I do belive that your wrong and I'm not in the minority of opinons of those who actually own one, seems that once the early ones got straightend out, you never heard many owers complain much about them. 

Like I said your free to voice your opinon all you want to, but since you never even seen one, let alone run one, your opinon means nothing to me on this one.


----------



## weimedog (Dec 11, 2010)

No reason to pick on troll. Many Historians never lived the History they write about...many scientists never see the elements they opine about..troll spends a lot of time reading reports facts and figures and I think is more than qualified in reporting what he has read and heard.

( I know an a$$ hole when I read text & posts from one..don't even have to meet the person! (BTW I am one, and I'm perfectly happy in that role!))


----------



## SawTroll (Dec 11, 2010)

Modifiedmark said:


> There reputation from where, this site? LOL
> 
> There rep came from a few who got bad early ones and people who never run one at all piled on the junk bandwagon.
> 
> ...



It was far from that simple!


----------



## Modifiedmark (Dec 11, 2010)

weimedog said:


> No reason to pick on troll. Many Historians never lived the History they write about...many scientists never see the elements they opine about..troll spends a lot of time reading reports facts and figures and I think is more than qualified in reporting what he has read and heard.
> 
> ( I know an a$$ hole when I read text & posts from one..don't even have to meet the person! (BTW I am one, and I'm perfectly happy in that role!))

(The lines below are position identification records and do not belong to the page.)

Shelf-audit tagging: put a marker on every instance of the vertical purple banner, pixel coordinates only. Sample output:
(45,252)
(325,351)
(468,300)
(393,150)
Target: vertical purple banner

Yes I agree him as well as others do alot or reading, if there reading facts can be debated. 

No I'm not picking on Troll, I like him alot and consider him a knowlable frieind. Just pointing out some facts, with his help of course. Those facts are that he has never even seen let alone run a 575XP period.

He helped me bring those facts out but I guess your right hes very qualified to point out what he reads, but should also include that disclaimer.

He's not the only one, like I said the 575 got it's rep here from lots just like him, those who never seen let alone run one and thats a shame because I see it alot here, not just about the 575 either. 

It also goes the other way as well, some get so highly overrated at first only to find out later they have common problems popping up as well. 

The Dolmar 5100s comes to mind here, seems quite a few have burned up and there speed isn't all that either. 

Now the first part, I have to go by what I read as well but not the second part as I put my money where my mouth is and bought one myself to mostly find out for MY self. 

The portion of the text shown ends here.